The appendix is then mobilized to expose its base. A window in the mesoappendix is created near the base of the appendix using blunt dissection, and then an endoscopic stapler may be used to divide the appendix. If the tissue at the base of the appendix is not deemed viable, a small portion of the cecum may be removed with the appendix to ensure that the staple line traverses tissue that will heal well. The mesoappendix and appendiceal artery are then divided with cautery and clips, or with a stapler using a vascular load. A specimen bag is typically used to remove the appendix through the largest port site.
The RLQ is then copiously irrigated and hemostasis assured. Provided no other pathology is noted, the ports are removed under direct vision to ensure the absence of abdominal wall bleeding. The fascia is reapproximated with absorbable suture at port sites larger than 5 mm. The skin is then closed with a subcuticular suture.
Special Intraoperative Considerations
When the appendix is found to be normal, the abdominal cavity must be searched diligently for an alternative explanation for the patient’s symptoms. In female patients, the ovaries and uterus should be inspected carefully for pathologic findings, such as tubo-ovarian abscess, ovarian torsion, tumor, or cyst. The small bowel should be systematically inspected for sources of inflammation, such as Crohn’s disease or Meckel’s diverticulitis. The gallbladder should also be inspected for signs of cholecystitis.
Traditionally, a normal appendix is removed when it is discovered during open appendectomy, mainly to prevent future surgeons from assuming that the appendix is absent on the basis of a RLQ scar. This traditional approach has been called into question since the advent of laparoscopic appendectomy.
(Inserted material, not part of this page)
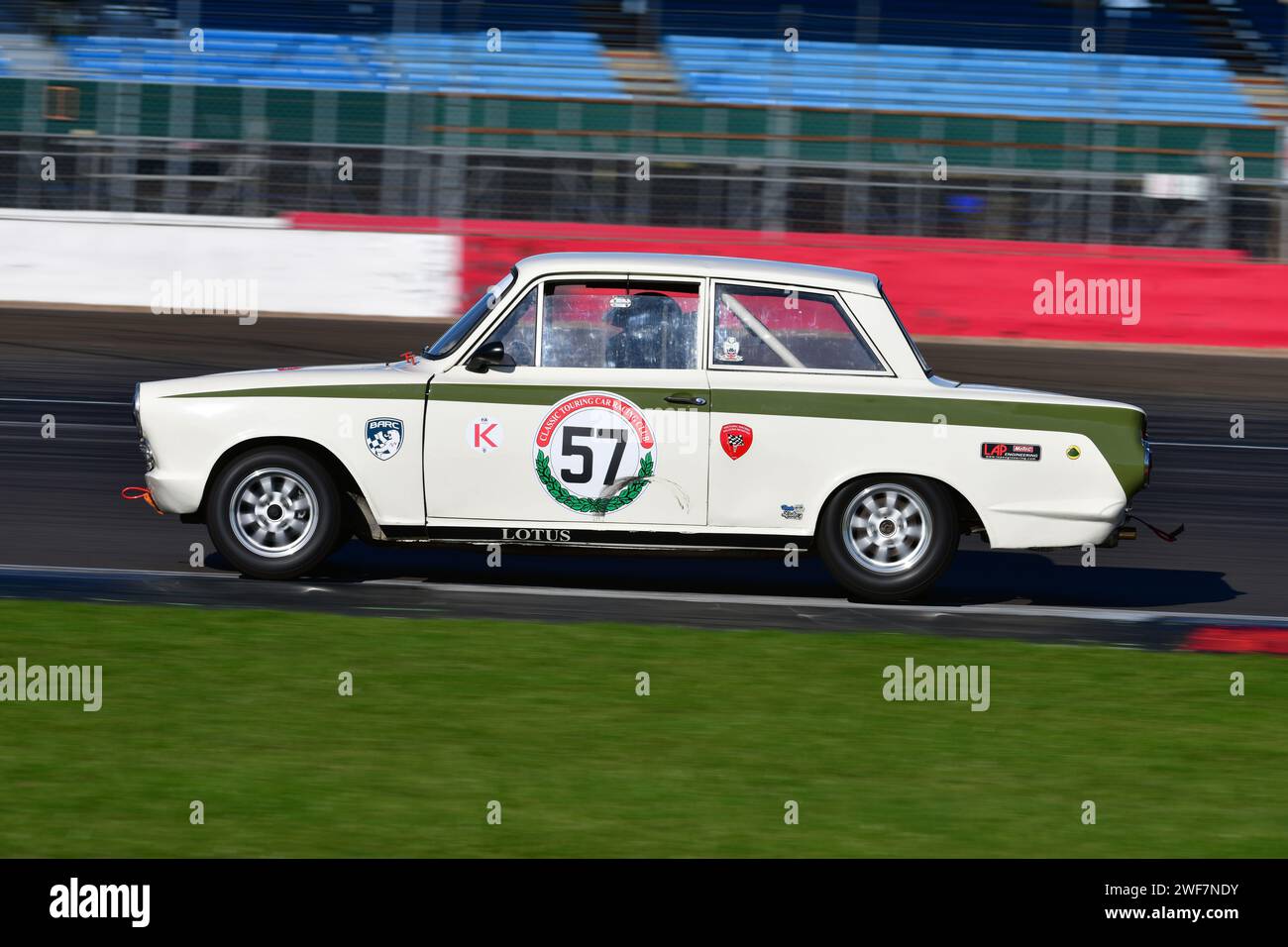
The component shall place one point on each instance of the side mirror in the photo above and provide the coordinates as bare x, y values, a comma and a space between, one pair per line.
485, 356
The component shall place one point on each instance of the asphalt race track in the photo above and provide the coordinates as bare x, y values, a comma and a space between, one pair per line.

Appropriate management of the normal appendix requires judgment when Crohn’s disease is found as the cause of the patient’s illness. If the base of the appendix and cecum appear to be uninvolved in the inflammatory process, appendectomy is likely safe. The major benefit of appendectomy in the setting of Crohn’s disease is that subsequent episodes of RLQ pain will not be confused with appendicitis.
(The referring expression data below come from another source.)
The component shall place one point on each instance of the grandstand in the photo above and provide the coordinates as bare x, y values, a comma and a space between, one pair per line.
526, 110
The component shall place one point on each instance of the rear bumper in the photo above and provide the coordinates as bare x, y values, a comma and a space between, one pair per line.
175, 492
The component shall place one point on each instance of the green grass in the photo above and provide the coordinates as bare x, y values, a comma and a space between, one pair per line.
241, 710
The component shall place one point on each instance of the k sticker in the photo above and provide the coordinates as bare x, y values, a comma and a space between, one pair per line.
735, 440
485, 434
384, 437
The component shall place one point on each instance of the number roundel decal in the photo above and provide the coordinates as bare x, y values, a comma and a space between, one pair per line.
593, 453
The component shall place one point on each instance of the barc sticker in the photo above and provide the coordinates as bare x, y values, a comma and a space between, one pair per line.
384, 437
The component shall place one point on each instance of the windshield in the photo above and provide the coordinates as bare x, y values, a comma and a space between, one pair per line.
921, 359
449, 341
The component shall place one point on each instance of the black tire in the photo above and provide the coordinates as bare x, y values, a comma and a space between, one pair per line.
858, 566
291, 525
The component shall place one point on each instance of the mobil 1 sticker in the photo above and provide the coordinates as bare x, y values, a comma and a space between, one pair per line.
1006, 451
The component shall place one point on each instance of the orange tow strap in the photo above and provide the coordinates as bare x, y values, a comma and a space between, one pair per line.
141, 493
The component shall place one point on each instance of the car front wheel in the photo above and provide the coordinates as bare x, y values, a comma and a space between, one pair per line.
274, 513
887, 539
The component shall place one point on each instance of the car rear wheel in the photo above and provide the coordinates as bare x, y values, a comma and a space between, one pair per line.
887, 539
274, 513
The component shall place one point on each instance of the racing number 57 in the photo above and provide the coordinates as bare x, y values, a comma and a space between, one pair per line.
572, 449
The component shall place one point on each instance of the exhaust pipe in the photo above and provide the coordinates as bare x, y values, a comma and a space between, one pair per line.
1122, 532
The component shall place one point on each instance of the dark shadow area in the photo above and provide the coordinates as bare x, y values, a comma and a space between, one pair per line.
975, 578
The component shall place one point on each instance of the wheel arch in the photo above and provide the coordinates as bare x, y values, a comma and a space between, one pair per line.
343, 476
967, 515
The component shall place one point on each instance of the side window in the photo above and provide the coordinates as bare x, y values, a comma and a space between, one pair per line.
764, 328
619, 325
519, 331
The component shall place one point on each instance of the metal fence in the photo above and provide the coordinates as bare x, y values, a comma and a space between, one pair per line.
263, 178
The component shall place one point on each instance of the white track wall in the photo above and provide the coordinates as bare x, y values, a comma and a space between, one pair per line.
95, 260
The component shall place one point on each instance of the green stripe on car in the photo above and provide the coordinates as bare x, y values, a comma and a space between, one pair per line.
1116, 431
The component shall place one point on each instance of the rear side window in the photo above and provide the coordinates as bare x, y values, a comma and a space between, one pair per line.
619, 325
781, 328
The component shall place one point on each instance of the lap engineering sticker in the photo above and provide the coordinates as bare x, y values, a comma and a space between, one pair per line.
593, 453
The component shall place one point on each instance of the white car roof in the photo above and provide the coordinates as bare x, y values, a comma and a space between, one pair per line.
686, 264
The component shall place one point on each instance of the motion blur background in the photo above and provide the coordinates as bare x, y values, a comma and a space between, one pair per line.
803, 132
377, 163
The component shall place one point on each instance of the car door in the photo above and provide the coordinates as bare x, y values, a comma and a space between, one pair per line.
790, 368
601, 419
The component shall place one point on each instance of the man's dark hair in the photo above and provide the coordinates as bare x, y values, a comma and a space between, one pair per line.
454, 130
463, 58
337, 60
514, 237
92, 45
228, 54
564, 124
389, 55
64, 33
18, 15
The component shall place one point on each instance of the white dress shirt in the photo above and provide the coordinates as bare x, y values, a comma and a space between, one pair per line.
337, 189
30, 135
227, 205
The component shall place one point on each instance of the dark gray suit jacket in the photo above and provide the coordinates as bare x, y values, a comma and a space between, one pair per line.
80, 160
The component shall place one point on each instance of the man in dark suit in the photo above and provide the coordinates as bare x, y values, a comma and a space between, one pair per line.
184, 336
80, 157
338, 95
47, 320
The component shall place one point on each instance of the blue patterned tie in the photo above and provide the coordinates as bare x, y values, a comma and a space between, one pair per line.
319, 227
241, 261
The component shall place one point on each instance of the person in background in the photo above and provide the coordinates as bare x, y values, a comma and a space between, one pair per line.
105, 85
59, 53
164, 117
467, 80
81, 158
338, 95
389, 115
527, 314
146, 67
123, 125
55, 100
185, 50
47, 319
Appendiceal tumors are rare, but given the prevalence of appendectomy, most surgeons will occasionally encounter them. Carcinoid tumors comprise the majority of appendiceal tumors. If a carcinoid tumor is suspected at the time of surgery, the appendix should be sent to the pathology laboratory for a frozen section histologic diagnosis. For carcinoids <2 cm, simple appendectomy is sufficient. For larger carcinoids, right hemicolectomy with ileocolic lymphadenectomy is recommended. If the histology shows adenocarcinoma of the appendix, a right hemicolectomy is also warranted.
Postoperative Management
For patients with acute appendicitis in the absence of perforation, abscess, or gangrene, a single dose of prophylactic antibiotics is sufficient. Antimicrobial therapy for established intra-abdominal infection should be continued until after the resolution of all clinical signs of infection, including resolution of leukocytosis and fever.
SUGGESTED READINGS
Addiss DG, Shaffer N, Fowler BS, et al. The epidemiology of appendicitis and appendectomy in the United States. Am J Epidemiol. 1990;132:910–925.
Chung RS, Rowland DY, Li P, et al. A meta-analysis of randomized controlled trials of laparosopic versus conventional appendectomy. Am J Surg. 1999;177:250–256.
Rao PM, Rhea JT, Novelline RA, et al. Effect of computed tomography of the appendix on treatment of patients and use of hospital resources. N Engl J Med. 1998;338:141–146.
Silen W, ed. Cope’s Early Diagnosis of the Acute Abdomen. 19th ed. New York, NY: Oxford University Press, 1996.
Simillis C, Symeonides P, Shorthouse AJ, et al. A metaanalysis comparing conservative treatment versus acute appendectomy for complicated appendicitis. Surgery. 2010;147:818–829.